For Young, the Oscars is almost counterintuitively anticlimactic. “Honestly, I think of it as the end. I have a lot of nerves because I haven’t seen anything in the flesh yet, and I am ambitious and competitive and want to be the best. All the months of hard work comes down to this. After Margot goes to the Oscars, I have a drink, and as soon as it’s over my stylist friends and I just text each other. Then I go to bed really early. I’ve actually fallen asleep during the Oscars before.”
Young was one of the first stylists to create business relationships stemming from her “day job,” first as a fashion staffer at Vogue, then as an independent stylist. “I always had a design job going on the side. I had a lingerie line with Triumph in Japan for five years, which stopped after the economy crashed in 2008. I did a line of prom dresses with Target five years ago. Natalie [Portman, one of her styling clients] and I had a vegan shoe line. And I’ve had an optical and sunglass line with Tura eyewear that’s been retailing for three years. It’s a very lucrative part of my business,” she said.

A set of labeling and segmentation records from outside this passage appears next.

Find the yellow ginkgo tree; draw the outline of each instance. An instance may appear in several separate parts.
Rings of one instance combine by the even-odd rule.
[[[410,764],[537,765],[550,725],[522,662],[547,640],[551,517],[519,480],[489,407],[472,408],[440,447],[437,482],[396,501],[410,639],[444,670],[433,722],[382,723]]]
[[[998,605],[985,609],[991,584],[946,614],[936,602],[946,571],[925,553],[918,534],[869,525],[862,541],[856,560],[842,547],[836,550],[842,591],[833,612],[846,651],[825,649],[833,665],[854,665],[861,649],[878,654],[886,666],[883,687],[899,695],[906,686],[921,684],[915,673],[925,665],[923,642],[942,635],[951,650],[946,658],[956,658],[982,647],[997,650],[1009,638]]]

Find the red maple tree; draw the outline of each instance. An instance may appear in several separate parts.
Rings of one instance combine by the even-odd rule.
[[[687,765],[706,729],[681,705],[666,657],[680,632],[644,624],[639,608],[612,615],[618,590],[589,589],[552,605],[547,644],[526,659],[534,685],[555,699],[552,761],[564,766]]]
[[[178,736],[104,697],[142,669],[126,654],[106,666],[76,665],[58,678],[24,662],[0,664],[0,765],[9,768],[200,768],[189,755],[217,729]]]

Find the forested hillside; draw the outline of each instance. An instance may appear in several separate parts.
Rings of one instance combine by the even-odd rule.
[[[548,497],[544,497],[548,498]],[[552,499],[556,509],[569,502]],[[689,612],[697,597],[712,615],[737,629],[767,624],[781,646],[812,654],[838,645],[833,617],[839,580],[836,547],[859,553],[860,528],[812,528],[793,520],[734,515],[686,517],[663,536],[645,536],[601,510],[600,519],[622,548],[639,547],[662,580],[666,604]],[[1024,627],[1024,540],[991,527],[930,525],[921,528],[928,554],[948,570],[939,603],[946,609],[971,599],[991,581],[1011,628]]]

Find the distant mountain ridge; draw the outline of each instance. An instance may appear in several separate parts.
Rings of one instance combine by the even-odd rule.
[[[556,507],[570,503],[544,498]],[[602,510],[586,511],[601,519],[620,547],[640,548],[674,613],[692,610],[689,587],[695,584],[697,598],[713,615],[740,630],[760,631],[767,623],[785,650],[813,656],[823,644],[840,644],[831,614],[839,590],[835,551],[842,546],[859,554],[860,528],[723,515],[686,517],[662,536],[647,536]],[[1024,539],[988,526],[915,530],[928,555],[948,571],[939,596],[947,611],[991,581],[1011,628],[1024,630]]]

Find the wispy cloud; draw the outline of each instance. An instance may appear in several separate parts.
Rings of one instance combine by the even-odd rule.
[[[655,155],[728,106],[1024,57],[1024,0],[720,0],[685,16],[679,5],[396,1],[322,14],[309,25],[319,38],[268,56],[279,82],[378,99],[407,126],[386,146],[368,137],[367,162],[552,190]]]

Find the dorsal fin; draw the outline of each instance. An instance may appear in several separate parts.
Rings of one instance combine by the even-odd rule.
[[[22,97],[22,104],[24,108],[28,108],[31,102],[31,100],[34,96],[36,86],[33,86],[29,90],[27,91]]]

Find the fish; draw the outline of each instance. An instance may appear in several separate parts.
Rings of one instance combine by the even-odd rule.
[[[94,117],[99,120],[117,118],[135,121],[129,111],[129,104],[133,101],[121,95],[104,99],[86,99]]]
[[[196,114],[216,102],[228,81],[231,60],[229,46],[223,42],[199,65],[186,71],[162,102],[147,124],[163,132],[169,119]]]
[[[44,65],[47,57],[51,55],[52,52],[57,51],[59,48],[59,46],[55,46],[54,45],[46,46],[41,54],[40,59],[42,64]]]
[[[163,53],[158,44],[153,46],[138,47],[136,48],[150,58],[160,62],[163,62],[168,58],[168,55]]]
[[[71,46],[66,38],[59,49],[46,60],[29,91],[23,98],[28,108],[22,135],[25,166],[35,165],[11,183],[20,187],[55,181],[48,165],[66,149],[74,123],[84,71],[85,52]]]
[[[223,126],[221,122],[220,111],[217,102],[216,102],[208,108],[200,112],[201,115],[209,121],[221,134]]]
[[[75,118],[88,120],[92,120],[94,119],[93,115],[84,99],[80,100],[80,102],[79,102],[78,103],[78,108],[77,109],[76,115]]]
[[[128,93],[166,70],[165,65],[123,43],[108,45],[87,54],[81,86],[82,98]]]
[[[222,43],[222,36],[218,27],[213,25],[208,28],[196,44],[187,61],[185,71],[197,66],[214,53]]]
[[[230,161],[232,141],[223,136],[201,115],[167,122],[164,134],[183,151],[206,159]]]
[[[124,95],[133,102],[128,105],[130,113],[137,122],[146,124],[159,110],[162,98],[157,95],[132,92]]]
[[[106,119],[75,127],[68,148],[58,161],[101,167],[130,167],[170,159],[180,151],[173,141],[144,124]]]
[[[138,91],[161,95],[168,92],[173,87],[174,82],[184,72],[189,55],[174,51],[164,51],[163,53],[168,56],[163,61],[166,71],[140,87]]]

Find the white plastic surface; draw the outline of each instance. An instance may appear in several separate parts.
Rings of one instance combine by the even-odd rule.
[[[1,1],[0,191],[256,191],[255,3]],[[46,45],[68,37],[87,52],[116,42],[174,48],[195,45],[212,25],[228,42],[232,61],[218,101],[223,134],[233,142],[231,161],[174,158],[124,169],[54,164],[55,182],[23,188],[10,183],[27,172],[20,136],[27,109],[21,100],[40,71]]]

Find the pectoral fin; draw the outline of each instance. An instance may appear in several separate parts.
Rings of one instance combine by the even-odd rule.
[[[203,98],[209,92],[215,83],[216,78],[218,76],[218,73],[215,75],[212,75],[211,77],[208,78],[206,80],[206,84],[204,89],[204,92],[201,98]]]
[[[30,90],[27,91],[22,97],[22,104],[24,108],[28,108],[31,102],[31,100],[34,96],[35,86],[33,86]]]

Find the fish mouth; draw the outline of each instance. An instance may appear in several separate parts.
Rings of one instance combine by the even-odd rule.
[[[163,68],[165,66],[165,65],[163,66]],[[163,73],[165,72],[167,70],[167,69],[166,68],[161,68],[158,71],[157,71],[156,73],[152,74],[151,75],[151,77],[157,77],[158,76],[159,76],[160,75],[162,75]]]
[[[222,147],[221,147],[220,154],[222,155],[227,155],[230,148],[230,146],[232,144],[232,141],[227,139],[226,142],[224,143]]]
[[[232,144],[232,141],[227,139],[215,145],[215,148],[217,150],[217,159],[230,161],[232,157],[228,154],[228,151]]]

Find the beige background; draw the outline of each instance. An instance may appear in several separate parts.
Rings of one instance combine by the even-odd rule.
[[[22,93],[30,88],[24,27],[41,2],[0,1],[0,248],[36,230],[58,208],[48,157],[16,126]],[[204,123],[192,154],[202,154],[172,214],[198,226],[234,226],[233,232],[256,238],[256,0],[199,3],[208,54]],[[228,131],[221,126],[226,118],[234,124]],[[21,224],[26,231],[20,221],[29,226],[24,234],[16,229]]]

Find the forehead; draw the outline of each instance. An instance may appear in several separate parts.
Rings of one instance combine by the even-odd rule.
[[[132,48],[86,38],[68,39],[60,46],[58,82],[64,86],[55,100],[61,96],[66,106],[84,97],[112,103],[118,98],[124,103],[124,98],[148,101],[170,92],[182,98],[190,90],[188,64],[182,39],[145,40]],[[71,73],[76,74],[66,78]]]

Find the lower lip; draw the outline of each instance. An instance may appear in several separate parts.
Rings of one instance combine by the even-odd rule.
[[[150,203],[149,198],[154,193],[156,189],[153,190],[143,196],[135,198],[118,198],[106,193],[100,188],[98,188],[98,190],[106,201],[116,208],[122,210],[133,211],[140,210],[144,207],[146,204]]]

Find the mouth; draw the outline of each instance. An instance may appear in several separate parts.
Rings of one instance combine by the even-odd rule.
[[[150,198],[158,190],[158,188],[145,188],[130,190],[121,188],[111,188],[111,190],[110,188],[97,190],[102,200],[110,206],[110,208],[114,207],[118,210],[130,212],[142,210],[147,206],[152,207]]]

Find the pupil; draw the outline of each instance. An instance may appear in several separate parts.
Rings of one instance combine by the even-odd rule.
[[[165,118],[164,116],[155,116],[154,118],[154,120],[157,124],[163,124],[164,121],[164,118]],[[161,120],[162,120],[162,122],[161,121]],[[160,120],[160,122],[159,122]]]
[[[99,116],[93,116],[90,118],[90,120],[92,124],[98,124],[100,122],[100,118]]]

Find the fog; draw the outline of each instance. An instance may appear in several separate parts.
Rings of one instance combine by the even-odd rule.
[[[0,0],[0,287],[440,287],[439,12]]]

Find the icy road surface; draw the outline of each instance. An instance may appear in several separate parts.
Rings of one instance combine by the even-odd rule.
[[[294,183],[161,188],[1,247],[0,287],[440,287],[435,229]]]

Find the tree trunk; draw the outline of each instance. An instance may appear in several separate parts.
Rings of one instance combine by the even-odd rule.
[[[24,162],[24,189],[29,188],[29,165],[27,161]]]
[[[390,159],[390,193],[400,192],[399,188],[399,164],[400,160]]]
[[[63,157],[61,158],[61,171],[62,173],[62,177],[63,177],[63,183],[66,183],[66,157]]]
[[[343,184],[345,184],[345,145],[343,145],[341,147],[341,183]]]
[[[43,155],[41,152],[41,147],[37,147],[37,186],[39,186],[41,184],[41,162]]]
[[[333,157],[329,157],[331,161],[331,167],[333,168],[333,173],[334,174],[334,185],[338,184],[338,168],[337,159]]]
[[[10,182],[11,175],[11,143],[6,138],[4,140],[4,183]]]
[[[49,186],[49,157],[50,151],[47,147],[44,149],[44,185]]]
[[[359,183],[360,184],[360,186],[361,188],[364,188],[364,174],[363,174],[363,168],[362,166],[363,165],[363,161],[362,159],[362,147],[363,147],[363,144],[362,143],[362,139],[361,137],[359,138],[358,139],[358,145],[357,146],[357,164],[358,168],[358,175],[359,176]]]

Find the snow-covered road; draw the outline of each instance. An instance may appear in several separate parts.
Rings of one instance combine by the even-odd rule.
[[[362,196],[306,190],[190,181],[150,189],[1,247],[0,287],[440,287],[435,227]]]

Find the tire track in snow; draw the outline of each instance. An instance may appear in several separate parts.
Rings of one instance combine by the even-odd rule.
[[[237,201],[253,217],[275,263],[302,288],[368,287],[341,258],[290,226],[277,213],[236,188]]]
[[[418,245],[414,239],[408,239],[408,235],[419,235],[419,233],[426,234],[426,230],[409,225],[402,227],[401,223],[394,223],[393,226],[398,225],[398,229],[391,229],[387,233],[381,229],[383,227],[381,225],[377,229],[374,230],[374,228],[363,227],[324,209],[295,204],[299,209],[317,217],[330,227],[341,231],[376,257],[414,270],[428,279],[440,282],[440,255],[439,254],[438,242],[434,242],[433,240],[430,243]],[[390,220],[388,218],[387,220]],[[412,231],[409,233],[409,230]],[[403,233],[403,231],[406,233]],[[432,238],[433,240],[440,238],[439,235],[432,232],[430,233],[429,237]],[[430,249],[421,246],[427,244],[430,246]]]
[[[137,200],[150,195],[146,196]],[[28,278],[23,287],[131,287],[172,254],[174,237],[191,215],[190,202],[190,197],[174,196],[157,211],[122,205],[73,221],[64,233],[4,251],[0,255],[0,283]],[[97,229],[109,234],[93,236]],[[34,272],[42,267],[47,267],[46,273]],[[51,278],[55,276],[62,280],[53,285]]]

Young said she also considers it part of her job as a stylist to be a fashion adviser for her clients, even as they create their own business deals that she isn’t involved in.
“Selena Gomez has her Puma and Coach lines and I don’t formally consult on that, but we talked about what she wanted to do and what she wanted to present herself as. A lot of people in Hollywood are incredibly smart with Hollywood and they don’t necessarily speak fashion, so I can explain how to become appealing to a fashion audience,” she said.
Young said she’s doesn’t see the business of celebrity-driven lines abetting any time soon, nor the stylist-driven projects. “Because of social media, celebrities have become human beings in ways they used to not be. It makes sense that people would want, if possible, to buy stuff that looks like them. Or it feels more tangible to come from a stylist than a corporate brand that doesn’t have a face attached. The appeal of a stylist is they can make you buy stuff. Lori Goldstein is massively successful on QVC because a lot women really want and need that fashion authority.”
Erlanger agrees. “In general, stylists more than ever have opportunities that didn’t necessarily exist in the early years of styling. We are looked at as brands responsible for cultivating or minding someone’s image through a fashion lens, and now there are opportunities related to that. Jamie Mizrahi is now a creative director at Juicy Couture, for example. I just wrote a book and became a fashion director at an online platform [Armarium]. It truly just depends on what your interests are, but I love my work don’t intend to change that,” she said.
Not even Time’s Up, during which Streep has been one of the most vocal actresses, has changed the way she does her job. “The climate in Hollywood is different this year and that’s not something that goes away, but my process is still the same. We might consider different choices or take a more thoughtful approach, but so what if there’s a Time’s Up pin or a white flower on a lapel or we have to wear all black? OK, it doesn’t change the whole process, and in fact, it’s more direction.”
She said she feels the same responsibility to Streep as she does to her six other Oscar-bound clients, including Lupita Nyong’o, Common, Lakeith Stanfield and Oscar-nominated composer Justin Paul and screenwriter Vanessa Taylor.
“Sometimes it’s as simple as wanting to feel beautiful. It’s not always a choice. This year has been more thoughtful and my hunch is the Oscars red carpet is not going to be all one color, and it’s still going to be a strong and empowering message. It’s the Academy Awards and people are going to bring the glamour because it’s still one of the biggest nights in entertainment and it’s an important moment in our history.”